Extrait de l’ouvrage « les Lanternes soudes » publié avec le concours de l’Artothèque du Département de l’île de la Réunion, la DRAC et Courants d’Art, 2004
Les voies qu’emprunte Yo-Yo Gonthier, pour faire le portrait de son île, semblent au premier abord multiples et indirectes. Pourtant, à y regarder de plus près, elles s’associent et convergent pour nous mener au cœur de l’identité réunionnaise.
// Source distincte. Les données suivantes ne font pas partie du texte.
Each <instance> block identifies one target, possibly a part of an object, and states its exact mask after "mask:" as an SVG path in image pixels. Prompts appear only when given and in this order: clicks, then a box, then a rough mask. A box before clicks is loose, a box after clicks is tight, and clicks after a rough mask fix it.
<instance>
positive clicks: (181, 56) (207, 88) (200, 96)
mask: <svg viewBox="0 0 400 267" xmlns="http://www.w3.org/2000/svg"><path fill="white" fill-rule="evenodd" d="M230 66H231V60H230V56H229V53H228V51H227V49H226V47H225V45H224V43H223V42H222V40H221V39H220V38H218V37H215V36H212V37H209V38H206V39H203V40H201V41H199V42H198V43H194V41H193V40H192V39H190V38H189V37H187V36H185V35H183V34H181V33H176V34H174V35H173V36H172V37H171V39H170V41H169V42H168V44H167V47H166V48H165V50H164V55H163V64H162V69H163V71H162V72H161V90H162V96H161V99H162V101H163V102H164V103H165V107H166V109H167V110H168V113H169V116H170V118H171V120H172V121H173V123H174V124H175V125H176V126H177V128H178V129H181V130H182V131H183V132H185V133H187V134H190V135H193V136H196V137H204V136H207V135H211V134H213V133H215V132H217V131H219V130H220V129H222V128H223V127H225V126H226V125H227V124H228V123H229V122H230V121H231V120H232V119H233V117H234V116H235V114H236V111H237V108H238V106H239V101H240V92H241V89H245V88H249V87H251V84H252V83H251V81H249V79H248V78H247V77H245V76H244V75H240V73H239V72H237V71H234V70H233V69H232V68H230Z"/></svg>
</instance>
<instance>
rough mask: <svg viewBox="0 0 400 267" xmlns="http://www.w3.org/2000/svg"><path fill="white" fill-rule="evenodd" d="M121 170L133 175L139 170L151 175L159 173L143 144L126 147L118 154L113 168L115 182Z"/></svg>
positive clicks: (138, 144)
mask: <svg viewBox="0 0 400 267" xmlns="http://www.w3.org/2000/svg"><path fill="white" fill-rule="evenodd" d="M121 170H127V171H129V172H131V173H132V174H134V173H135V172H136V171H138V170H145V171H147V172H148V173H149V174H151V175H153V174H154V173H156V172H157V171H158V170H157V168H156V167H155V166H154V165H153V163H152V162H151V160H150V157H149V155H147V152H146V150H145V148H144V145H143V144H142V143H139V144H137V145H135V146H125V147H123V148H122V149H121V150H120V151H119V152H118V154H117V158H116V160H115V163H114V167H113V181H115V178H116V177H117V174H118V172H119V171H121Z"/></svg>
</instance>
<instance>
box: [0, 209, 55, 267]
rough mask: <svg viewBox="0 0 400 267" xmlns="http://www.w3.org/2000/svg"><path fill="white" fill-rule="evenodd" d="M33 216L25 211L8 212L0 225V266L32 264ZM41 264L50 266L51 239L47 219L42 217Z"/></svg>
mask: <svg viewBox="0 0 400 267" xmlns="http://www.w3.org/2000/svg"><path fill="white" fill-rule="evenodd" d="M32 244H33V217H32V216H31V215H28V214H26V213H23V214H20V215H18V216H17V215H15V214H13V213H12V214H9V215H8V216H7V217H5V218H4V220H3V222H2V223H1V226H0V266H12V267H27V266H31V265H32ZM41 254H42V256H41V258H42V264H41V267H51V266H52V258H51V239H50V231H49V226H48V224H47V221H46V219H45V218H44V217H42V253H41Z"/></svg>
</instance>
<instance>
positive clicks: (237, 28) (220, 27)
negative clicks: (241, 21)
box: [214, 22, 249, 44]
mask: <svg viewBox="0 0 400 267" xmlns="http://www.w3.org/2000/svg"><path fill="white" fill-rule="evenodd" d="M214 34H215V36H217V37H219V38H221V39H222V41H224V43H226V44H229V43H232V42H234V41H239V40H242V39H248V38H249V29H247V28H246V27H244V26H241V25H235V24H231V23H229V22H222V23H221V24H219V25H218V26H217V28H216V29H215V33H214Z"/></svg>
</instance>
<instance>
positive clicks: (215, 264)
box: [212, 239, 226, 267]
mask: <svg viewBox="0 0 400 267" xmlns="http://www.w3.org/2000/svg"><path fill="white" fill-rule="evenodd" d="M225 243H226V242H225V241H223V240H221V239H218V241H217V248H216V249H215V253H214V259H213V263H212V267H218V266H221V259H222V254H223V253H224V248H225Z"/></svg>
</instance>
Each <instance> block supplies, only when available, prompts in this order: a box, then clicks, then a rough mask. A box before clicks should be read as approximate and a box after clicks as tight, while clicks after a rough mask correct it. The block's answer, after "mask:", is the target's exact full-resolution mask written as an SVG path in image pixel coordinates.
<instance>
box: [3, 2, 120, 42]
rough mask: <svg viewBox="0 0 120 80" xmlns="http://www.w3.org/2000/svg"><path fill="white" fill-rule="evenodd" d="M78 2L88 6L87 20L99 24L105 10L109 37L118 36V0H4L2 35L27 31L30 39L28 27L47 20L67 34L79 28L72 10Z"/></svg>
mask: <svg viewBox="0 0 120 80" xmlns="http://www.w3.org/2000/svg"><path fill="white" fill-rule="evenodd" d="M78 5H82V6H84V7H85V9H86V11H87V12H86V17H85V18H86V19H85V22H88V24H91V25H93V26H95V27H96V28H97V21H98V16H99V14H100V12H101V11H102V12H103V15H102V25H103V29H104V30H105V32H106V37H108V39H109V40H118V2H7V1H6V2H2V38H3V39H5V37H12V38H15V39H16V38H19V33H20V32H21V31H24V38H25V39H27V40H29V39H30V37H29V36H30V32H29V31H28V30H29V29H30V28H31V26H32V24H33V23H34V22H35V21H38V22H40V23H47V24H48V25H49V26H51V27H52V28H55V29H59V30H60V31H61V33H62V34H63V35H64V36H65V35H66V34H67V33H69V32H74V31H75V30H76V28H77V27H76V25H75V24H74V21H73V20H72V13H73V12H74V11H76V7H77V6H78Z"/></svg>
Loin de nous offrir l’imagerie attendue de paysages volcaniques grandioses, d’une nature luxuriante bordant un océan turquoise (cliché qui, comme tant d’autres, contient pourtant sa part de vérité) Yo-Yo Gonthier nous propose une vision urbaine et nocturnal, un tableau composite, brossé à petites touches, fait de navires en attente, de friches industrielles, d’architectures post coloniales, de constructions éphémères, d’éléments d’urbanisme, de reliquats de nature. Une approche quasi archéologique où l’homme n’est présent qu’à travers ses oeuvres.
Dans cette île de tous les métissages, il se montre d’abord sensible au frottement des choses entre elles qui engendre des étincelles de vie : à la rencontre des influences culturelles venues d’Afrique, d’Asie, des colons européens ; à la cohabitation difficile entre l’activité humaine et le milieu naturel que révèle, non sans dérision, une âpre rivalité entre arbres et réverbères. Il donne à voir la friction du passé et du présent à travers les rêves en miettes des navigateurs de jadis, à travers des architectures vernaculaires, des vestiges de sucreries, abandonnées ou en activité, héritières de l’économie esclavagiste. Il met en scène la confrontation de la lumière et de l’obscurité d’où jaillissent ces images.
Paradoxe, que ces lanternes sourdes, de ces lumières allumées pour être vues et non pour éclairer, pour guider l’égaré dans un monde sans repères. Sourdes, ces lanternes se font veilleuses pour les aveugles que nous sommes, pour les étourdis qui les confondent avec les vessies de l’agitation productiviste, pour les embarqués du Grand manège où tourne le capital à la poursuite de lui-même.
Paradoxe, que cette photographie ancrée dans la réalité du monde mais libérée de sa prolifération contraignante, de l’injonction de fidélité attachée à toute démarche documentaire. Ici, le photographe ne taille pas dans le continuum de la réalité visible. Nul besoin d’élaguer le superflu déjà absorbé par la nuit. Pas de hors champ. Son geste est proche de celui du peintre devant la toile vierge, de l’écrivain face à la page blanche ; de l’écran noir de la nuit surgissent des formes qu’il modèle, sculpte au gré de sa lampe-pinceau pour faire émerger le sujet dans sa pureté. A l’attitude soustractive du reporter, il substitue le geste constructeur du dessinateur. Nulle hiérarchie entre ces deux positions. Simplement deux dispositions d’esprit, deux types de création, de ce-création du monde.
Une re-création née un jour d’un dessin automatique sur un carnet de croquis. On y voit une barque dans la nuit, dressée sur ses tins ; au-dessus, des fils sont tendus où, accrochées, comme du linge, quelques étoiles brillent. Des annotations, encadrent ce dessin, comme autant de préceptes destinés à accompagner le voyageur dans son parcours d’image : « Ne pas prendre de raccourcis », « Ne pas trop nourrir la tête, sous peine de déséquilibre », « Ne jamais perdre de vue les étoiles de survie. Danger de mort ».
De ces étoiles-lanternes séchant avant le départ, un monde est sorti. Ce n’est pas le premier : d’autres, très anciens, peuplés de créatures fossilisées, l’ont précédé. Yo-Yo Gonthier est aussi démiurge. Mais, homme discret et posé, artiste méditatif, il ne s’en vante pas.